Congressional Republicans are not ruling out raising the gas tax to keep afloat the broke Highway Trust Fund… (WashingtonExaminer)
I assure you I was going to predict this before it hit the news yesterday, but I can’t prove it. I never even tweeted about it. Oh well.
I first blogged about the growing road tax problem over three years ago (wow, that’s like forever in blog-years), and not much has changed since then. It’s been over two years since I blogged about the increase in US oil production, and not much has changed about that, either, except that the oil markets finally responded and dropped like 50% in the last few months.
A couple months in I started wondering if the corresponding drop in gas prices, which I don’t expect to reverse any time soon, would give Congress more appetite for a gas tax increase. The per-gallon funding system is still increasingly broken, but it’s only like 18 cents a gallon. That was a lot when prices were, like, 60 cents before adding that tax. But we’ve seen 300-400 cents now! Prices have dropped like 150 cents from the levels customers have gotten used to, so what’s, say, 9 cents back the other direction? That would immediately give the fund a 50% boost, extending the broken model out for at least several election cycles.
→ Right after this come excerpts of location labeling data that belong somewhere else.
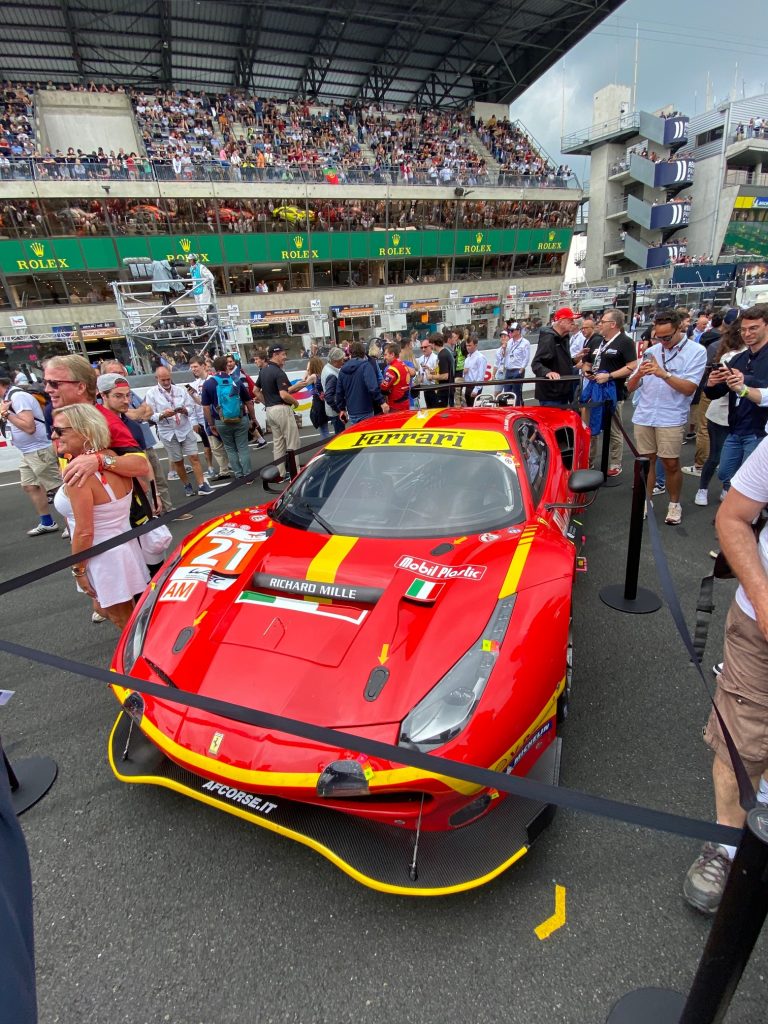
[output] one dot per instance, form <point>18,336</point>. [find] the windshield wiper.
<point>316,516</point>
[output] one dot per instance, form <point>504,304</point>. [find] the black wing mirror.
<point>270,475</point>
<point>581,481</point>
<point>584,481</point>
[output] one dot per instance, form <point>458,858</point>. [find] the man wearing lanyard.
<point>668,377</point>
<point>474,371</point>
<point>426,366</point>
<point>173,412</point>
<point>515,360</point>
<point>611,358</point>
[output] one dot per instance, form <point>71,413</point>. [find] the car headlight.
<point>135,640</point>
<point>449,706</point>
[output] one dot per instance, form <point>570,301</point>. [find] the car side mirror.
<point>581,481</point>
<point>270,475</point>
<point>584,481</point>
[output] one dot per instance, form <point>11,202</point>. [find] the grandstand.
<point>365,205</point>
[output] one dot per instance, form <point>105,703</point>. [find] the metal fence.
<point>222,171</point>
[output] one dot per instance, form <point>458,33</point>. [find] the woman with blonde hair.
<point>97,509</point>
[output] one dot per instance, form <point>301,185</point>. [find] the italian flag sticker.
<point>423,590</point>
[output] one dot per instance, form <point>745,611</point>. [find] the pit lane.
<point>151,907</point>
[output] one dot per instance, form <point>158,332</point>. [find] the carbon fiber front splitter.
<point>377,855</point>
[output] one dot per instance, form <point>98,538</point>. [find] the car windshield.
<point>403,492</point>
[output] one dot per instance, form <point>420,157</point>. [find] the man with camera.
<point>741,380</point>
<point>668,377</point>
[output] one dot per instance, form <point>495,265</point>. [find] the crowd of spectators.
<point>236,137</point>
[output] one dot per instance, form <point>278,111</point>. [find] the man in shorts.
<point>39,467</point>
<point>173,411</point>
<point>742,684</point>
<point>668,377</point>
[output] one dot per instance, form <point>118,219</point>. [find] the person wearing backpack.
<point>225,403</point>
<point>23,414</point>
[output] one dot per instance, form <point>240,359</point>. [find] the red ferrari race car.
<point>412,585</point>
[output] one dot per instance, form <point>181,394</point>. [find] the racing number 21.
<point>217,556</point>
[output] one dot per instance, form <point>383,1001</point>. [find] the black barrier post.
<point>630,597</point>
<point>607,413</point>
<point>30,780</point>
<point>735,930</point>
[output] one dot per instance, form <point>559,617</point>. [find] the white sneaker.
<point>674,514</point>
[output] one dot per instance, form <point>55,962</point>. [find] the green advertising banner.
<point>56,255</point>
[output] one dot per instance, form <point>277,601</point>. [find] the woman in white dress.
<point>96,510</point>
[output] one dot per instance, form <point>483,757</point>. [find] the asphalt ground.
<point>152,907</point>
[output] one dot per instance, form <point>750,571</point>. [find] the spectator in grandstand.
<point>668,377</point>
<point>98,511</point>
<point>553,360</point>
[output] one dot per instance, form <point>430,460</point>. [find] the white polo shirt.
<point>657,403</point>
<point>751,479</point>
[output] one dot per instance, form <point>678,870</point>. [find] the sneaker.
<point>674,514</point>
<point>706,880</point>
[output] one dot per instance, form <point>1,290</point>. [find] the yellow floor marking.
<point>325,565</point>
<point>557,920</point>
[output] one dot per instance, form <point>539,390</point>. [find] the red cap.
<point>565,312</point>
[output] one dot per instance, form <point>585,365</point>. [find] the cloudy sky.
<point>680,42</point>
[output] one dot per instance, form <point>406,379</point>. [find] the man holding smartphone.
<point>742,380</point>
<point>173,411</point>
<point>668,377</point>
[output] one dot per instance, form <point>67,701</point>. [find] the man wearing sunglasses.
<point>39,467</point>
<point>668,377</point>
<point>743,380</point>
<point>71,380</point>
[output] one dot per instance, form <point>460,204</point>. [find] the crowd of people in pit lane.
<point>707,370</point>
<point>240,137</point>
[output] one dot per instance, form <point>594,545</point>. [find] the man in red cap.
<point>553,360</point>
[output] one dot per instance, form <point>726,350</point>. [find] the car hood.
<point>336,630</point>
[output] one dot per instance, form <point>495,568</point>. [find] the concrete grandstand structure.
<point>370,193</point>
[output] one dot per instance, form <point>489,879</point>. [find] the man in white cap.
<point>516,360</point>
<point>204,289</point>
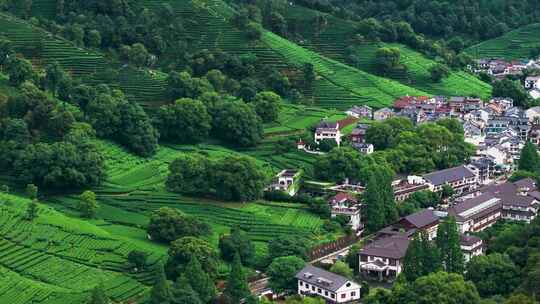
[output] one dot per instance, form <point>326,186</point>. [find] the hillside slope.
<point>57,259</point>
<point>338,86</point>
<point>336,35</point>
<point>513,45</point>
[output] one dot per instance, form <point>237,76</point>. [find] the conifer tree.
<point>161,291</point>
<point>237,287</point>
<point>98,296</point>
<point>200,281</point>
<point>31,210</point>
<point>183,293</point>
<point>529,159</point>
<point>448,243</point>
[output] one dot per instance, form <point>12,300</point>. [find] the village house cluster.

Yeah, yeah, Republicans taking over Congress, Republicans will never increase taxes. Yeah, right. The road tax is one of the more reasonable federal taxes out there (not that there’s a super high bar there), and the numbers just don’t add up anymore. Once they accept it the politicians will come up with any number of justifications. “It’s better than a Big Brother per-mile tax.” Or maybe they’ll extract some sort of concession that theoretically reduces construction union power to theoretically reduce ongoing maintenance costs or something. Or maybe they’ll just hide it in a spending bill somewhere with a graduated increase that hopefully won’t get noticed too intently.
It’ll give people something to complain about when prices go back up, but, hey, they’re going to complain about that no matter what even as they buy more fuel-efficient vehicles that more than offset it. It’ll give Tea Partiers something to complain about while they drive on the federally funded highways to get to their rallies about how the establishment Republicans are so unacceptably compromising of Big Government, which, again, they’re going to complain about anyway.
And the government will still pay people to Build The Roads. And the unsustainably subsidized suburban sprawl will sustain itself a little while longer. And life will go on.